9 July 2019 – Final year Computer Science students Yang Suwei and Song Zhiwen, with final year Computer Engineering student Paul Tan, received the Outstanding Undergraduate Researcher Prize (OURP) for Academic Year 2018/2019.
The annual, university-wide competition encourages NUS undergraduates to pursue exciting research opportunities and recognises exceptional undergraduate researchers for their work. Suwei, Paul and Zhiwen were awarded the prize for their Final Year Projects (FYP).
Fighting forest fires before they happen
Suwei received the prize for his project on using historical satellite images to predict forest fires in Indonesia. He was co-advised by NUS Computing Assistant Professor Kuldeep Meel and NUS Department of Geography Assistant Professor Massimo Lupascu.
“Indonesia has a lot of peatland forests which release large amounts of carbon dioxide when burnt,” said Suwei. “I wanted to test the feasibility of using machine learning methods and historical satellite images to predict forest fires one month ahead of time. If it is possible to predict forest fires, precautions can be taken to mitigate potential fires.”
While working on his project, Suwei developed various versions of neural networks to learn from satellite image histograms and then to create their own predictions on the following month’s projections. Over the course of the year, Suwei sought the advice of organisations like the World Wide Fund for Nature Singapore and the NUS Centre for Remote Imaging, Sensing and Processing (CRISP) to develop his project. According to Suwei, there was no known existing machine learning models for forest fire prediction at the time he started the project. “Our neural networks performed better than expected and we believe that with more refinements and work, this project could be a feasible method for combating forest fires.”
“It was a pleasant surprise to have won this award. I have seen many impressive projects from my peers and it is truly an honour to receive this recognition for the effort given to this project,” Suwei added.
Making real-time scaling possible
Zhiwen, supervised by Assistant Professor Richard Ma, won the prize for his project on designing and implementing dynamic scaling in stream processing engines. Stream processing is a technique for processing data directly as it is received. With stream processing, data insights can be provided within milliseconds to seconds.
As stream processing engines constantly receive data, they need to dynamically readjust their computational resources to meet the changing workload in a real-time environment. “When traffic spikes, scaling out is needed to ensure throughput and latency,” said Zhiwen. “However, existing systems are unable to scale in real-time and require users to manually restart the application. Once the application starts running, it is impossible to scale in or out during the runtime.”
Zhiwen’s project started out as a way to understand the interaction between an open-source stream processing engine Apache Samza and its resource management system YARN. To make dynamic scaling possible, Zhiwen developed a scaling component—which he named the Decision Maker—to request resources from YARN during the engine’s runtime. “In the final rounds of testing, Decision Maker was able to scale out the Samza application during its runtime and so it improved the performance of the applications. It was truly satisfying to see my component smoothly integrated with the existing system and achieving its expected results,” Zhiwen added.

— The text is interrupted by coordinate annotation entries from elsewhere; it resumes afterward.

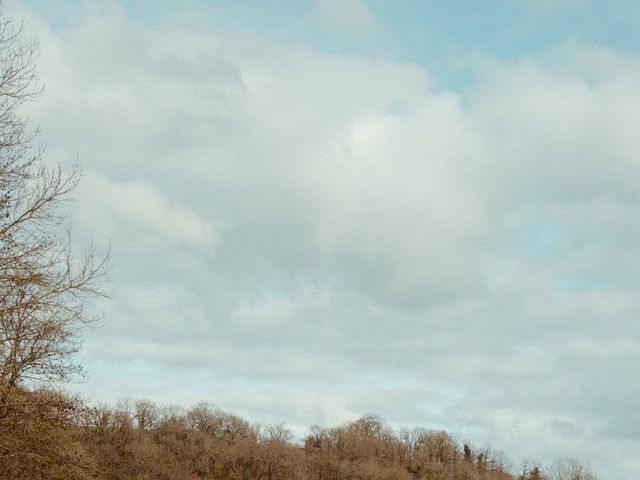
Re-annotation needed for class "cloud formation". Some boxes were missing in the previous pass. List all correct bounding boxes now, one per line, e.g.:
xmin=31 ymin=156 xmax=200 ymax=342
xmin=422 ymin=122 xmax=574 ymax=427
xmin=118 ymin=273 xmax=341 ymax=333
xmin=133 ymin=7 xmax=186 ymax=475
xmin=8 ymin=2 xmax=640 ymax=479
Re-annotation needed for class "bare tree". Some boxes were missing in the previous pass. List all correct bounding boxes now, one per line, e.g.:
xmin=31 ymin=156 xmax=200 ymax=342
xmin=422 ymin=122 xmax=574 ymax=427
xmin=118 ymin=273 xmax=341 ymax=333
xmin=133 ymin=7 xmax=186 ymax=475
xmin=0 ymin=8 xmax=108 ymax=389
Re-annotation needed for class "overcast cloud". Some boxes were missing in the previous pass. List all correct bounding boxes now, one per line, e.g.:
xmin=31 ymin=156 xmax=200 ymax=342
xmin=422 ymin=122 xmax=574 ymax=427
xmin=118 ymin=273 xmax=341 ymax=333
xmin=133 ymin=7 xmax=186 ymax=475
xmin=7 ymin=1 xmax=640 ymax=480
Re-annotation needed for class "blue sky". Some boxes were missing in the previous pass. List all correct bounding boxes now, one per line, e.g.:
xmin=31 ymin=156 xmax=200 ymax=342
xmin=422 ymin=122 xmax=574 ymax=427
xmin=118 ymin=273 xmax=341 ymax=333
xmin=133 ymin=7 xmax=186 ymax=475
xmin=4 ymin=0 xmax=640 ymax=480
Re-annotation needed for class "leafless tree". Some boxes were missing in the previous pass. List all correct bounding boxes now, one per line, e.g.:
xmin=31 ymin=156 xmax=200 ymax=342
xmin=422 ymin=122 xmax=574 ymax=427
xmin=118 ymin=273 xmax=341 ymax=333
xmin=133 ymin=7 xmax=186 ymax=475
xmin=0 ymin=7 xmax=108 ymax=389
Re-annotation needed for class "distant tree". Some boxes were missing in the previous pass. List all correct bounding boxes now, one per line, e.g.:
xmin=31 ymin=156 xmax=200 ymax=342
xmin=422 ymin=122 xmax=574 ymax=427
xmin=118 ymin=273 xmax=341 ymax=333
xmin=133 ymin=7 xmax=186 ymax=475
xmin=547 ymin=458 xmax=599 ymax=480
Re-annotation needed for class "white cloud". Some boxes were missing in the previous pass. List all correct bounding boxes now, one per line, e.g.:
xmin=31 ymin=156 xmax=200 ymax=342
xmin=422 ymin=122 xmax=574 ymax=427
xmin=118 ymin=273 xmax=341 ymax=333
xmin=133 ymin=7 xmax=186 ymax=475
xmin=77 ymin=173 xmax=221 ymax=251
xmin=11 ymin=4 xmax=640 ymax=478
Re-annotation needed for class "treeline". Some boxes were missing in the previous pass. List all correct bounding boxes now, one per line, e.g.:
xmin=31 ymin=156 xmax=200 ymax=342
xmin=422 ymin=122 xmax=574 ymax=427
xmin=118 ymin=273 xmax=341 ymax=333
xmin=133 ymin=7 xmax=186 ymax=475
xmin=0 ymin=9 xmax=595 ymax=480
xmin=0 ymin=388 xmax=597 ymax=480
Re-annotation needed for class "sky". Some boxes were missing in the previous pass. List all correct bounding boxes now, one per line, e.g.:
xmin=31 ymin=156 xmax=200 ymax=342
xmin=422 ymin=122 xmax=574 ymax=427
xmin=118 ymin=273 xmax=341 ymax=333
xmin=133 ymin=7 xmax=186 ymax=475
xmin=3 ymin=0 xmax=640 ymax=480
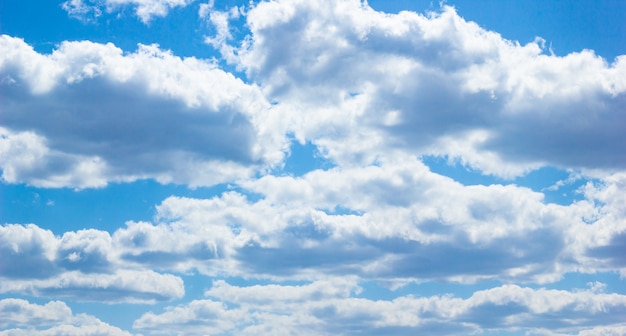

Designing a programming system that designs programs
For his FYP, Paul, supervised by Associate Professor Chin Wei Ngan, developed a metaprogramming system for C programming language. Metaprogramming is a programming technique where computer programs treat other programs as their data. This allows for the program to read, generate, analyse or transform other programs.
“Metaprogramming is interesting because it has been used successfully to implement new powerful features in other programming languages without modifying the compiler and to embed domain-specific languages,” explained Paul. “This enables larger, more complex programs to be written correctly with less time and effort.”
Over the course of the year, Paul developed a metaprogramming system that allows users to write metaprograms as though they were writing a normal C program. “Most metaprogramming systems place restrictions on users, such as requiring users to use a separate meta-language,” Paul added. “C is a widely used programming language that still lacks a powerful metaprogramming system, so having such a metaprogramming system would be very useful.”
After trying out many variations, Paul managed to design and implement a small metaprogramming system that is made up of an unrestricted compile-time evaluation system and a low-level compiler API. “We could progressively build abstractions on top of it to allow metaprograms to be written in an expressive manner and implement new programming language features,” said Paul.
“The chance to work on my own project idea made the setbacks so much easier to handle because it gave me a greater understanding of the problems and helped satisfy my own curiousity,” said Paul. “Ultimately, being able to work on a self-proposed FYP is a very unique experience and I’d encourage others who have their own ideas to go for it.”